は じ め に

 日本においては、自然環境保全法にもとづく自然環境保全基礎調査によって、はじめて自然保護に関する基礎資料の集積が全国規模で組織的に行なわれるようになったと言えよう。その第1回は、植物の調査を主にして1973年に実施された。この基礎調査は5年毎に行なわれるものであるが、環境庁が計画する調査とは別に、財団法人日本野鳥の会が1975年に独自に繁殖地図を作製しはじめていた。これは、同会の支部、会員より寄せられた各種報告書や記録等をもとに作られた、都道府県単位の野鳥の繁殖分布地図である。この繁殖地図の考え方が、第2回の自然環境保全基礎調査に取入れられて、1978年に全国野鳥繁殖地図調査実施のはこびとなったのである。

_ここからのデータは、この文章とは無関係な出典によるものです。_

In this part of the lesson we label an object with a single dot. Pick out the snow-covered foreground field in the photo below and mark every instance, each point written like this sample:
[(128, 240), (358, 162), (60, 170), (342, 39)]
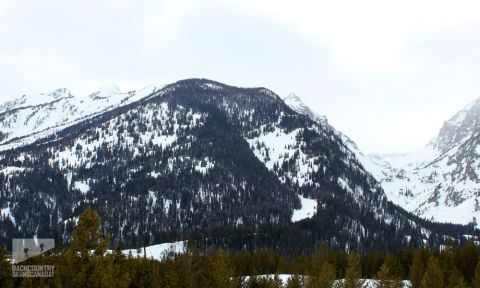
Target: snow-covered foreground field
[(369, 283), (159, 251)]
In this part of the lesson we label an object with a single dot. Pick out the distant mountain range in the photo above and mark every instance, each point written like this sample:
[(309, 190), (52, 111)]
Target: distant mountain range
[(439, 182), (225, 166)]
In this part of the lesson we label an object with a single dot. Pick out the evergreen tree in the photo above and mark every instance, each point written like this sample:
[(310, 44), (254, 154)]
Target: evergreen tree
[(385, 280), (353, 274), (433, 276), (325, 277), (476, 279), (6, 279), (417, 269), (87, 235), (456, 279)]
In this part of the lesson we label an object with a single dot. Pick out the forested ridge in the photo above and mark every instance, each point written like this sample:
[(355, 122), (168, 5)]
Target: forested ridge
[(85, 263), (202, 160)]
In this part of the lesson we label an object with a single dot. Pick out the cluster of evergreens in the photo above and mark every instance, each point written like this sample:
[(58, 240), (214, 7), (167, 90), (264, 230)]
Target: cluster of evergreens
[(85, 262)]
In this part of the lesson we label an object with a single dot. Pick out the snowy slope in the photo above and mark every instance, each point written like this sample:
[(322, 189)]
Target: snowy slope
[(29, 118), (439, 182)]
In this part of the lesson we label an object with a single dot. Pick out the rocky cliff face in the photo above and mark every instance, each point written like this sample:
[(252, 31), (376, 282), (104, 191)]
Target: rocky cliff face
[(196, 159)]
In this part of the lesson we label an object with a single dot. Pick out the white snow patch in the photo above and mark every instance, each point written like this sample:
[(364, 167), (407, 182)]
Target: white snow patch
[(308, 209), (159, 251), (82, 186)]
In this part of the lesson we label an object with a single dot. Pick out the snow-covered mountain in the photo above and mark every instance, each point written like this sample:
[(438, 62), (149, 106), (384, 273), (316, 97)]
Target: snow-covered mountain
[(196, 158), (294, 102), (32, 117), (439, 182)]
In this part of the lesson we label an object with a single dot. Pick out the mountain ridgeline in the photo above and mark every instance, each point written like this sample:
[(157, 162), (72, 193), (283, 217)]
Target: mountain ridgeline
[(197, 159)]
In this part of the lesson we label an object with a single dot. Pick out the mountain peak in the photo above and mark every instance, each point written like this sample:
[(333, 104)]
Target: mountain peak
[(105, 91), (459, 128), (294, 102)]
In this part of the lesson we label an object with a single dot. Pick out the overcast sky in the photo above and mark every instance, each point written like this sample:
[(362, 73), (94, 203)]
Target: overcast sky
[(386, 73)]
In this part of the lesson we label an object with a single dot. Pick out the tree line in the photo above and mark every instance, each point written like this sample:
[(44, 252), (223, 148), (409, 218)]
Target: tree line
[(85, 262)]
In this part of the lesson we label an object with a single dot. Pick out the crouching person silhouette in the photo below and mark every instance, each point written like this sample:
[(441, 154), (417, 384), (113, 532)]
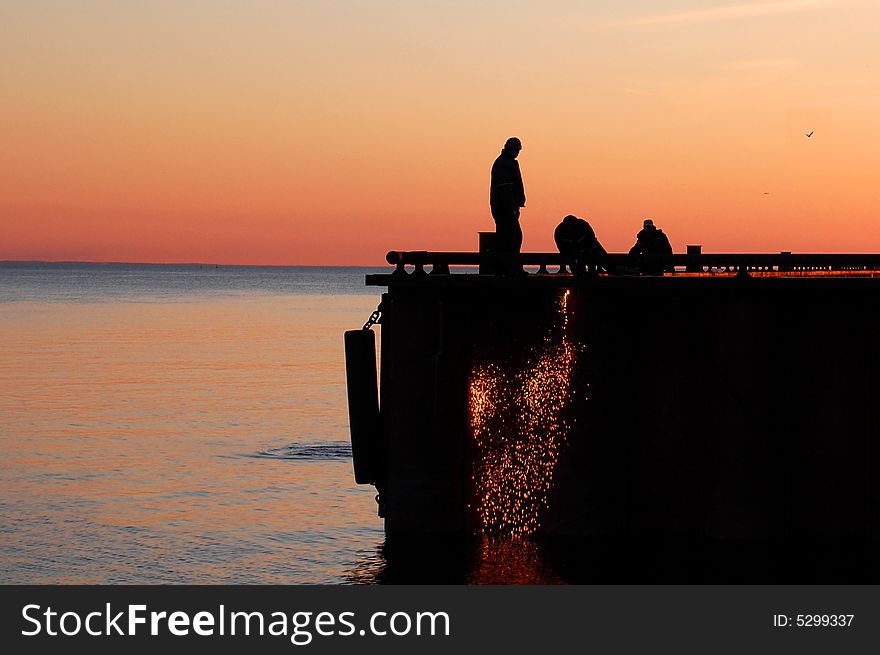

 従来、鳥類繁殖分布調査は、欧米においては早くから実施され、その結果をまとめた文献も少なくない。日本では、都道府県単位での分布の記載は、例えば日本鳥類目録(日本鳥学会 第5版,1974)にみられるが、それ以上に詳しい分布情報は、ほんど得られていないのが現状である。従って、各種毎にその分布を全国規模で図示する試みは、皆無であった。1978年の基礎調査は、この空白を埋める大きな第一歩となるものである。

 本調査は、日本国内でそれまでに繁殖の知られている鳥類全257種を対象に、繁殖期における分布状況を明らかにすることを目的として、環境庁の委託を受けた日本野鳥の会が実施した。その結果を磁気テープ化し電算機により各種毎の繁殖分布地図を作製してまとめたのが、本報告書である。

 調査は、日本野鳥の会の各支部ならびに会員、野鳥グループの多大なお力添えなしにはとうてい成し得なかった。巻末にお名前をあげて、心からの感謝の意としたい。さらに調査結果をまとめるにあたっては、惜しみない御支援をいただいた会員の方々、特に由井蘭子、鈴木孜、宇山大樹、川内博、松田まゆみ、岡部悟、小林洋、藍沢司、佐野暢子、イギリス繁殖地図調査翻訳グループの皆さん、多忙の時間をさいて情報処理検討委員会に参加下さった樋口広芳、志水清孝、北脇英雄、藤岡宥三の各氏、繁殖地図の点検と貴重な助言を下さった高野伸二氏にひとかたならぬ御世話をいただいた。ここに厚く御礼申しあげる。